Eleanor se volvió hacia Will para que la ayudara.

– No está casada y no es nazi -dijo con brusquedad Will, furioso-. ¿Qué otro impedimento podría haber?

Pasaron tres segundos sin que nadie dijera nada mientras la funcionara de aspecto severo fulminaba a Will con una mirada de desaprobación. Finalmente, carraspeó, hundió la pluma en el tintero y volvió a dirigir su atención al impreso de solicitud.

– ¿Y usted? ¿Es usted nazi? -Lo preguntó sin la menor señal de humor; daba la impresión de que hubiese podido alzar los ojos de no haber sido porque la persona a la que estaba atendiendo no merecía la pena.

– No, señora. Sólo ex presidiario. -Will sintió una enorme satisfacción cuando la funcionaría levantó la cabeza de golpe y una línea blanca le apareció alrededor de los labios. Se llevó despreocupadamente la mano al bolsillo de la camisa para sacar los documentos de su puesta en libertad-. Creo que necesitará ver esto.

Se le cayó el tirante, y tuvo que volver a ponérselo bien mientras Will le entregaba los documentos. Los examinó a fondo, le dirigió otra mirada avinagrada y escribió en la solicitud.

– Parker, William Lee. ¿Dirección?

– La misma que ella.

Los ojos de la funcionaría, ampliados por sus gafas, se alzaron para infligirles otra prolongada mirada de desaprobación. En medio del silencio, podían oírse los pasitos de Donald Wade que se subía por la pared del mostrador colgado de él.

«¡Adelante, Donald Wade!», pensó Will.

La mujer siguió escribiendo remilgadamente la información que contenían los documentos de Will.

– ¿Cuánto tiempo lleva viviendo en esta dirección? -preguntó mientras la pluma arañaba ruidosamente el papel.

– Dos meses.

Echó un vistazo rápido a la voluminosa tripa de Eleanor, la franja amarilla que podía verse bajo el chaquetón marrón. Bajó la barbilla y se le formó papada. Estampó su firma oficial.

– Son dos dólares -ordenó fríamente.

Will contuvo un suspiro de alivio y se sacó el dinero del bolsillo de la camisa. La funcionaría metió la mano bajo el mostrador, sacó un sello oficial de caucho y, con movimientos secos, selló la licencia, la arrancó y cerró el libro de golpe: plum, crac, zas.
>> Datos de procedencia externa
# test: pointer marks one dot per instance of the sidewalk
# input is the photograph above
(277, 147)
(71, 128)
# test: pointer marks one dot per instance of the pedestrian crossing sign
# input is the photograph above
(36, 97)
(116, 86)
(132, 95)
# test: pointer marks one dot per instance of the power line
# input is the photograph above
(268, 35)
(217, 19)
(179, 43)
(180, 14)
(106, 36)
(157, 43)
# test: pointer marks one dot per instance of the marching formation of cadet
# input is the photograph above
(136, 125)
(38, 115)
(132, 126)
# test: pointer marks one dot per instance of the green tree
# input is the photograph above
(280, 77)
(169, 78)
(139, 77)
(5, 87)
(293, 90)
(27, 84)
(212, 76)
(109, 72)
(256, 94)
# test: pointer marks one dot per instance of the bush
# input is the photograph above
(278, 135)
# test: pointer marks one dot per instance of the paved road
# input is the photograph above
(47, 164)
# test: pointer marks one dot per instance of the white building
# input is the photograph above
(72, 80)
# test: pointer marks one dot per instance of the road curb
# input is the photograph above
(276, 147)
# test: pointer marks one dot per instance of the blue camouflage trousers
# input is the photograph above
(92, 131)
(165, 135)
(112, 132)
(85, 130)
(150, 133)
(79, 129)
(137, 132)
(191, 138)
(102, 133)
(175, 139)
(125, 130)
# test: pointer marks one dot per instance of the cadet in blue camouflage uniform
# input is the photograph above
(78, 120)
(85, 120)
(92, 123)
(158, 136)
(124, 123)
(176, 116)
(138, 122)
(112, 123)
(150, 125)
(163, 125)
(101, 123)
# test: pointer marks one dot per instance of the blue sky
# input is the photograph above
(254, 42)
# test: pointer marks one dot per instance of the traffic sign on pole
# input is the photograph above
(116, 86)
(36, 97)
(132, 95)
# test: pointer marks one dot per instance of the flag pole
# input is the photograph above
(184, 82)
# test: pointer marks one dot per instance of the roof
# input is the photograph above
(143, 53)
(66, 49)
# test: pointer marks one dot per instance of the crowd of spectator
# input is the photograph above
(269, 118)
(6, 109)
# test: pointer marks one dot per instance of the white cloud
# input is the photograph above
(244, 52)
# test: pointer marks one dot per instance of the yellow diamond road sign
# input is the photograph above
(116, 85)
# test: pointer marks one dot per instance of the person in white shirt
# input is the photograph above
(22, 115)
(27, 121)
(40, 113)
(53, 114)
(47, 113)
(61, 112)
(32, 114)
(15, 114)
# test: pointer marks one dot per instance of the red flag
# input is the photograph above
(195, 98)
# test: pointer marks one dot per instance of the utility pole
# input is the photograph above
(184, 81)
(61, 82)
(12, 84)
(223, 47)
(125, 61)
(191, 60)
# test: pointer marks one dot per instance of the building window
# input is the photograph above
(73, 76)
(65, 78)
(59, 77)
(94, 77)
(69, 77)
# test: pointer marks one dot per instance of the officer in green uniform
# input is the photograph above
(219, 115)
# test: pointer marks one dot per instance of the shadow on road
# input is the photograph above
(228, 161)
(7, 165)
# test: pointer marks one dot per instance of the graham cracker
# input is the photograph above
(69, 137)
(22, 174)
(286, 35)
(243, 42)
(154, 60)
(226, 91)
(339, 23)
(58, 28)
Después, blandió el documento por encima del mostrador.

Will lo recogió, impávido pero furioso, y la saludó con el sombrero.

– Muchas gracias, señora. ¿Quién va a casarnos?

Le recorrió la ropa tejana con los ojos y los dirigió después al sello de caucho.

– El juez Murdoch -respondió.

– Murdoch. -Cuando la funcionaría lo miró, Will asintió con frialdad-. Lo encontraremos.

– Tiene toda la mañana ocupada -se apresuró a informarles-. Deberían haber hecho los preparativos de antemano.

Will movió al pequeño Thomas para que estuviera más cómodo al cargarlo, arrancó a Donald Wade del mostrador y se volvió hacia la puerta. Acto seguido, sujetó a Eleanor por el codo y se la llevó de la oficina sin responder a la orden prepotente de Reatha Stickner. Actuó con decisión, dando pasos más largos de lo normal.

– Maldita mujer -soltó, irritado, al llegar al pasillo-. La hubiera abofeteado cuando te ha mirado de esa forma. ¿Qué derecho tiene a despreciarte?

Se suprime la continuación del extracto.